Minimum Skips to Arrive at Meeting On Time

What is this problem about?

The Minimum Skips to Arrive at Meeting On Time problem gives you a list of road distances and a travel speed. Normally, after each road you must rest (which adds a fixed rest time). You can "skip" a rest on any road, but you want to minimize the number of skips while arriving at the destination within a given time limit. This Minimum Skips to Arrive at Meeting On Time coding problem is a hard dynamic programming problem involving floating point precision traps.

Why is this asked in interviews?

Google asks this problem because it tests sophisticated DP reasoning combined with precision awareness. The naive approach uses floating point, which causes incorrect comparisons due to rounding. The key insight — using integer arithmetic by scaling all values — is what separates strong candidates. The array and dynamic programming interview pattern is central, but the precision subtlety elevates this to a truly challenging question.

Algorithmic pattern used

Define dp[i][j] = minimum time to travel i roads with exactly j skips. Recurrence:

  • Skip road i: dp[i][j] = dp[i-1][j-1] + dist[i-1]/speed (no rest added).
  • Don't skip: dp[i][j] = ceil(dp[i-1][j] + dist[i-1]/speed) (rest added by rounding up to next integer multiple).

To avoid floating point, multiply all times by speed and work entirely in integers. Final answer: smallest j where dp[n][j] ≤ hoursBefore * speed.

Example explanation

Distances: [1, 3, 2], speed = 4, hoursBefore = 2. With 0 skips: times after each road: ceil(1/4)=1hr, ceil(1+3/4)=2hr → 2+2/4=ceil=3hr. Total > 2hrs. With 1 skip: skip rest after first road. Time = 1/4 + 3/4 = 1hr, then ceil(1+2/4)=2hr. Exactly 2hrs. Minimum skips = 1.

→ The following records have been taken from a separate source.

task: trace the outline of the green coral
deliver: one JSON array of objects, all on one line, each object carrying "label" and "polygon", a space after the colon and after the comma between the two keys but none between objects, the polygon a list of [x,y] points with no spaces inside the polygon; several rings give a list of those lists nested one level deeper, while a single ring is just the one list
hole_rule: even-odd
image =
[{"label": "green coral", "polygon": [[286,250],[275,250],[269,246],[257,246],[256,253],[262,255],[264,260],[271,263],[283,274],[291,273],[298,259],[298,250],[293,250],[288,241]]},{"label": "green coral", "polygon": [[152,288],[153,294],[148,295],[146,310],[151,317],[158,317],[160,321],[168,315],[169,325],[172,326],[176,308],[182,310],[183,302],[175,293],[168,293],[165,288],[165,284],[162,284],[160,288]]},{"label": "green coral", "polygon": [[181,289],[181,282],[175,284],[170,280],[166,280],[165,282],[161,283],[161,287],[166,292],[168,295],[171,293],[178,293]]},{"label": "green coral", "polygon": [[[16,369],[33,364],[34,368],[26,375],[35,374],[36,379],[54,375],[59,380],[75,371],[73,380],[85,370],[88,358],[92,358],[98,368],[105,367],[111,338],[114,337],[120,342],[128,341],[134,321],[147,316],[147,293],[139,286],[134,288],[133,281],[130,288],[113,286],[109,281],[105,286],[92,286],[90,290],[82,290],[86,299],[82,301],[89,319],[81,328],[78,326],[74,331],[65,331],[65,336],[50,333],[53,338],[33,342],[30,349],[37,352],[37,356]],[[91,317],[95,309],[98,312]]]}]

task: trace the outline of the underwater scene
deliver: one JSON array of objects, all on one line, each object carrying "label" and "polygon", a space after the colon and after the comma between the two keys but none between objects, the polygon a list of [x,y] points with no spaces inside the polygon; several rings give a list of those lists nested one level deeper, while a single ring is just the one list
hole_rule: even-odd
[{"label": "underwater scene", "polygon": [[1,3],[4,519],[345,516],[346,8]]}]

Common mistakes candidates make

  • Using floating point division, which causes precision errors at boundaries.
  • Applying ceil at the wrong step (only rest roads get ceiled, not the final road).
  • Incorrect DP state transitions — mixing up "skip" vs. "no skip" updates.
  • Not scaling by speed to convert to integer arithmetic.

Interview preparation tip

When a DP problem involves division and ceiling, always consider scaling up to integers to avoid floating point entirely. Multiply all relevant values by the divisor and work in integer space. This eliminates rounding errors that cause WA on edge cases. Practice identifying "precision trap" problems — they're relatively rare but come up in Google-level interviews and require awareness that going pure-integer is sometimes the only reliable approach.